R can't find missing / blank rows in a char column

512 views Asked by At

There is a char format column in my dataset named start_station_name with some missing values, so I'm trying to remove all rows having a blank / NA value.

However I know that there are more than 7000 rows with no value for the column start_station_name, when I try to remove blank rows, R can't find them and only removes 50 rows:

SD_cleaned <- drop_na(SD) 

Here is a sample of the dataset:

ride_id bike_type start_station_name
273C6C2B99EBAC32 electric_bike
7AB7965997435172 electric_bike Rush St & Superior St
D6C2BC6711446FB5 electric_bike
C2433C9CF5941BBF electric_bike Rush St & Superior St
... ... ...

I've also tried wit na.omit() or is.na(), but I had the same result.

Thanks for any feedback ️

1

There are 1 answers

1
akrun On

drop_na only removes the NA rows.

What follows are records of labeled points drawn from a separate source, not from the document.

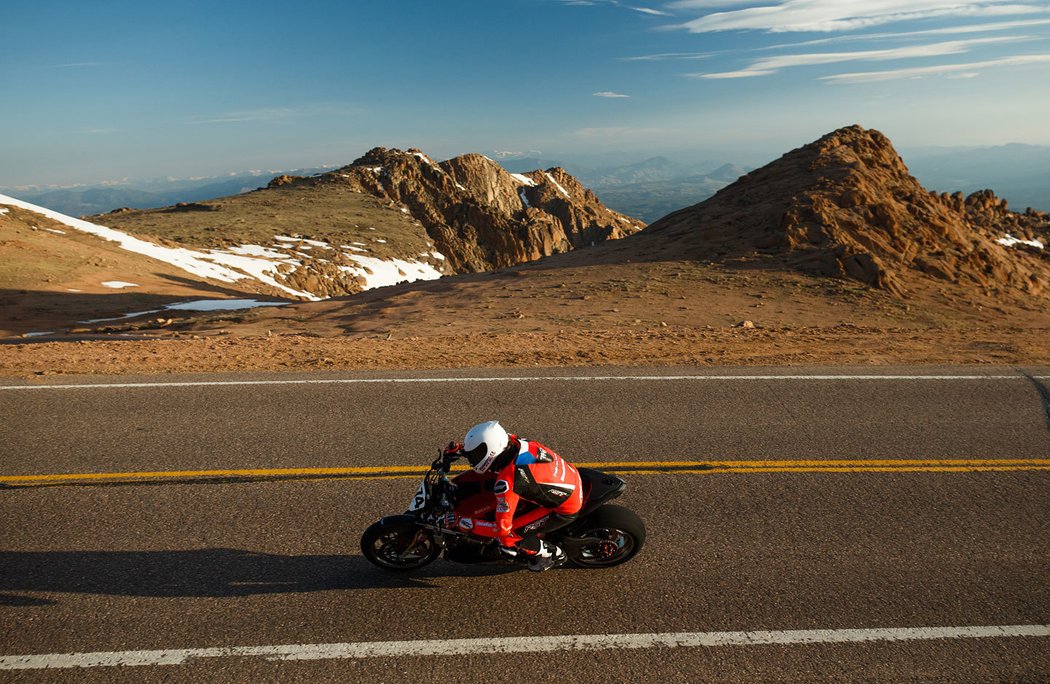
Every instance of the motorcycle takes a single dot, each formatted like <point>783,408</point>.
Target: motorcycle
<point>445,514</point>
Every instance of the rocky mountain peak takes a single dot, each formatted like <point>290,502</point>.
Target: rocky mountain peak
<point>479,215</point>
<point>846,206</point>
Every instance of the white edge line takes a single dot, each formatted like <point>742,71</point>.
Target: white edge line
<point>534,378</point>
<point>516,645</point>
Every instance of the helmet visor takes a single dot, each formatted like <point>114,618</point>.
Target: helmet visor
<point>475,455</point>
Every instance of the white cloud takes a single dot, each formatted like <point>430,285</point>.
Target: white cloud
<point>773,64</point>
<point>837,15</point>
<point>960,70</point>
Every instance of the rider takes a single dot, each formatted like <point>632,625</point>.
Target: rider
<point>524,470</point>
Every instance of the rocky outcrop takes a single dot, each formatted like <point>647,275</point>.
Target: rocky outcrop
<point>846,206</point>
<point>480,216</point>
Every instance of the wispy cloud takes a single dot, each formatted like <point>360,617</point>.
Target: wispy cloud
<point>650,11</point>
<point>591,3</point>
<point>774,64</point>
<point>944,30</point>
<point>667,56</point>
<point>957,70</point>
<point>265,116</point>
<point>786,16</point>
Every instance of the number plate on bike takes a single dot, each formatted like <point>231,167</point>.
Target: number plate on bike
<point>419,500</point>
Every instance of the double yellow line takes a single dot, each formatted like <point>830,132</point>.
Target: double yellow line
<point>641,468</point>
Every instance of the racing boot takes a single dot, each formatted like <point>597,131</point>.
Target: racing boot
<point>548,556</point>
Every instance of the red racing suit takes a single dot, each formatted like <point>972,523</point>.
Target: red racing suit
<point>539,475</point>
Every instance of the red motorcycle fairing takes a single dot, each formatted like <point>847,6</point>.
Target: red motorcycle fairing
<point>476,511</point>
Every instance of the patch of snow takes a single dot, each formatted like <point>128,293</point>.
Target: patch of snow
<point>197,305</point>
<point>312,243</point>
<point>1010,241</point>
<point>196,263</point>
<point>259,269</point>
<point>377,272</point>
<point>557,184</point>
<point>222,305</point>
<point>256,250</point>
<point>126,315</point>
<point>428,161</point>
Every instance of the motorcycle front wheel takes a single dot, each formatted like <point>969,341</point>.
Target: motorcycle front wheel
<point>610,536</point>
<point>399,546</point>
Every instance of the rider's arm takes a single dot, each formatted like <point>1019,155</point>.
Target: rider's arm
<point>506,503</point>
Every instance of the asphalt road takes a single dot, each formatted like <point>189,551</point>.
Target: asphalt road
<point>175,564</point>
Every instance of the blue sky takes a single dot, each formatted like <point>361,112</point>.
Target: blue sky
<point>105,90</point>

If there are blanks ("") convert the blanks to NA before doing the drop_na

library(dplyr)
SD_cleaned <- SD %>%
   na_if("") %>%
   drop_na()

If there are spaces as well, use trimws on each of the columns before converting the blank to NA

SD_cleaned <- SD %>%
     mutate(across(where(is.character), trimws)) %>%
     na_if("") %>%
     drop_na()